Carve Me Golden (The Carve #3)

Carve Me Golden (The Carve #3)

By Mara J. Ova

Chapter 1

The Start Gate of My Life

Reiteralm, Austria

ZLATA

The bus doors hiss open, and the cold hits my face like a start gate snapping. I look up at the white slope, and joy floods my chest. For the first time in forever, every hour on this mountain belongs to me.

The bus driver barks something in German, but I barely hear him over the scrape of metal on concrete and Eva’s running commentary on how all Austrians are born with skis surgically attached.

I laugh, hitch my backpack higher on my shoulder, and step down into the churned-up slush of the Reiteralm parking lot.

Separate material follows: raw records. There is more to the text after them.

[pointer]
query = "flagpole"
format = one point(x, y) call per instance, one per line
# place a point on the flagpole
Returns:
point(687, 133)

“Move, racer girl,” Eva mutters behind me. “Some of us are here for a gentle holiday, not for… whatever masochist thing you call fun.”

We spill out of the bus in a knot—three women, skis, and poles everywhere. My backpack thumps between my shoulder blades as I step onto the concrete. I shrug my jacket straight and shove my skis at Eva.

“Here, hold these a sec?” I pass the skis to Eva while I zip my jacket all the way up to my chin.

She takes them and immediately groans. “What the hell, Zlata, did you smuggle lead plates in these? Normal skis don’t weigh this much.”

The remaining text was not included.